I'll follow up here with the Elastic Issue for tracking.

TrainLam commented 3 months ago

Thanks, and it means that 8.14.1 can fix the above issue by mannual restart kibana or all dockers. Am i correct?

Your comment is appreciated.

peasead commented 3 months ago

I believe I tried it both ways and both worked.

TrainLam commented 2 months ago

I tried but fleet server cannot be displayed such as screen1. However, screen2 can show that the fleet server is running.

Screen 1 image

Screen 2 image

TrainLam commented 2 months ago

Tried to do once 8.14.1 but situation is same

TrainLam commented 2 months ago

Tried to test previous version and just version 8.8.2 can execute the elastic-container.sh to build all sucessfully.
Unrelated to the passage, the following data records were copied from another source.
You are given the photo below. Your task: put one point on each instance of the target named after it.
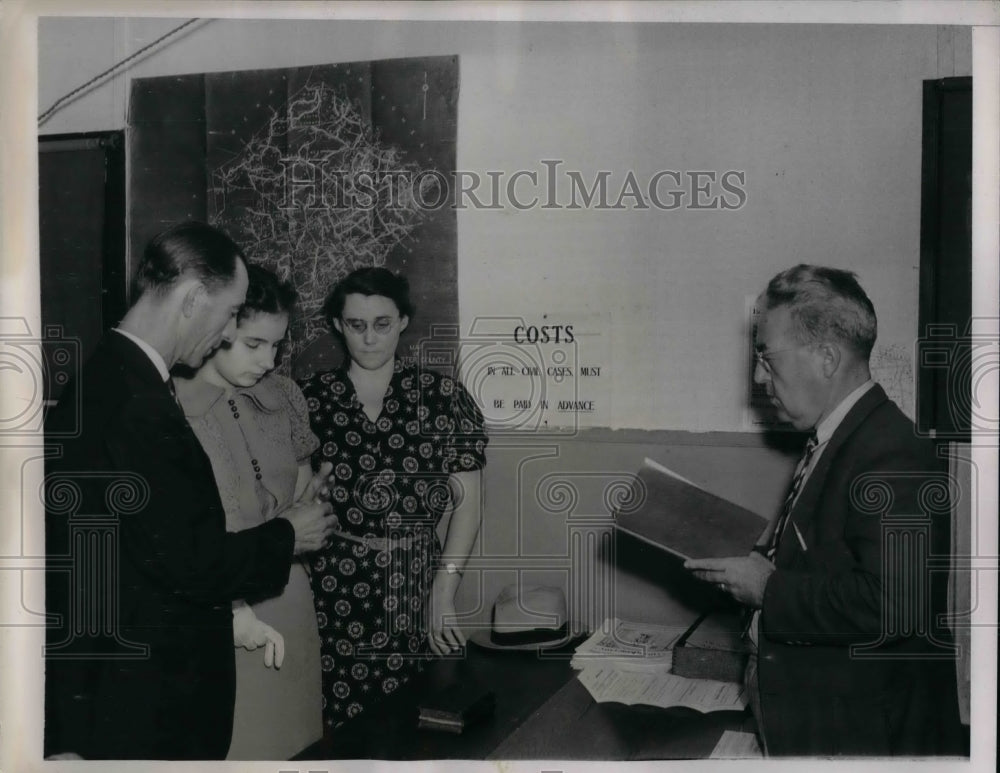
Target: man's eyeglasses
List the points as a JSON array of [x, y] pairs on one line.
[[763, 357], [381, 325]]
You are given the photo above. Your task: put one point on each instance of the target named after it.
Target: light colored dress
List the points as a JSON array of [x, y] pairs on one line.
[[256, 439]]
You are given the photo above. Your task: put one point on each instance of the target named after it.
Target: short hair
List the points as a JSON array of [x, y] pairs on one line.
[[266, 294], [189, 248], [368, 281], [824, 304]]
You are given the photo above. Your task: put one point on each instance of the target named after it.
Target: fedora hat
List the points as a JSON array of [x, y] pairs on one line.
[[532, 619]]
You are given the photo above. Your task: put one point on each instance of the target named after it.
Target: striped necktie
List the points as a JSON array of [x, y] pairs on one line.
[[793, 493]]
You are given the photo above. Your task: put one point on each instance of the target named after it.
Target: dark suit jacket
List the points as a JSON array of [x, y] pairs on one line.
[[853, 656], [139, 661]]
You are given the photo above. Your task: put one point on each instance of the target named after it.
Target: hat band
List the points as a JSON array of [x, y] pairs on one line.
[[532, 636]]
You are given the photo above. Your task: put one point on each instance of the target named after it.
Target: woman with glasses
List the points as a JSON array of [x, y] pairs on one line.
[[407, 447], [254, 427]]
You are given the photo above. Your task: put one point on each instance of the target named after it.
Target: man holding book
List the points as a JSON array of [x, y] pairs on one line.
[[849, 653]]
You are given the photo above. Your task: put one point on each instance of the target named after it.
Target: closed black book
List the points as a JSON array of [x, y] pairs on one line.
[[675, 515], [456, 708]]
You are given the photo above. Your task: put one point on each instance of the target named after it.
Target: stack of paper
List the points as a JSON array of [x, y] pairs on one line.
[[663, 690], [619, 644], [629, 663]]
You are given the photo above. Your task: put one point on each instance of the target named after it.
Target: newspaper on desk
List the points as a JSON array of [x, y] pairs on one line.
[[631, 664], [628, 646]]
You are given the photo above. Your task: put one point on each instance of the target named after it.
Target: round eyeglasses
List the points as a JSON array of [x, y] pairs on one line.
[[381, 325], [763, 356]]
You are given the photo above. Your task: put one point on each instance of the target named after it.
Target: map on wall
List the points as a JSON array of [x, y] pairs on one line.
[[314, 171]]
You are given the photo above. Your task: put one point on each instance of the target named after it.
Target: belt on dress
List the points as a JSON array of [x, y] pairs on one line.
[[379, 544]]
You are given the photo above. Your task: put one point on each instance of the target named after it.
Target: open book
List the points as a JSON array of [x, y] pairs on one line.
[[672, 513]]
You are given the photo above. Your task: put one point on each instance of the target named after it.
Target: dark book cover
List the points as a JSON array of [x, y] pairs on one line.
[[455, 708], [677, 516], [712, 648]]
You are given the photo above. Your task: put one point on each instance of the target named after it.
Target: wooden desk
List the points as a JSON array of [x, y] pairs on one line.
[[542, 712]]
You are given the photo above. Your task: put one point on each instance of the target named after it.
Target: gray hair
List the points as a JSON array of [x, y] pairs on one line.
[[824, 304]]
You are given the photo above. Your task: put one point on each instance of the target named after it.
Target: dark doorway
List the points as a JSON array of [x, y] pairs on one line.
[[944, 388], [81, 182]]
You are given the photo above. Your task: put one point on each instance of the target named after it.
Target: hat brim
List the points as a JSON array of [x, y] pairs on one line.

kaliankhe commented 1 month ago

any update on this still facing this issue with 8.14.3 as well

TrainLam commented 1 month ago

Tried with 8.15.0 and it is still not working such as following.

image

saidhfm commented 1 month ago

Finally after 2 hrs of troubleshooting found a workaround with 8.14.0 use this commit code - https://github.com/peasead/elastic-container/tree/0ef92f1e7bce33ca5c42bbe545630fe18c5bf028 copy code from each file and replace in your local files, recheck the .env file that should have STACK_VERSION=8.14.0 try this it will work 100% if you have more doubts on deployment reach out to me on linkedin i can help you - https://www.linkedin.com/in/saibatchu/

fish-not-phish commented 1 month ago

Finally after 2 hrs of troubleshooting found a workaround with 8.14.0 use this commit code - https://github.com/peasead/elastic-container/tree/0ef92f1e7bce33ca5c42bbe545630fe18c5bf028 copy code from each file and replace in your local files, recheck the .env file that should have STACK_VERSION=8.14.0 try this it will work 100% if you have more doubts on deployment reach out to me on linkedin i can help you - https://www.linkedin.com/in/saibatchu/

This actually seemed to work for me as well. I will update in 1-2 weeks if there are any health concerns regarding the fleet. I have a VM with a large amount of resources allocated to it, so there should not be any resource-related issues.

DefSecSentinel commented 4 weeks ago

Hey @fish-not-phish I'm jumping in to get this issue fixed. I just pushed a change to main in the shell script that fixes an issue with Fleet settings being properly populated. I just tested on macOS standing up a fresh stack and everything works as advertised. Can you pull main again and try standing up a stack then letting me know if you still experience a problem?

DefSecSentinel commented 4 weeks ago

You also should not have to change the LOCAL_KBN_URL value

TrainLam commented 3 weeks ago

I tried to test on Ubuntu and no luck such as following

image

image

DefSecSentinel commented 3 weeks ago

I'll do a test on Ubuntu today and see if I can't figure out what's going on.

octaviotron commented 1 week ago

Recently I use this repo for deploying ELK for testing and studing. It works like a charm in my computer so I decided to put it to work in a server and Fleet did not work.

After hours debugging I realize it has deploy problems in current Debian Stable (bookworm) but it works perfect in current Debian Testing (trixie).

Maybe one of the above cases may solve just using another Docker Host OS. Hope this will be useful to anyone.

I have no skills enough in ELK to realize where the problem resides on this change.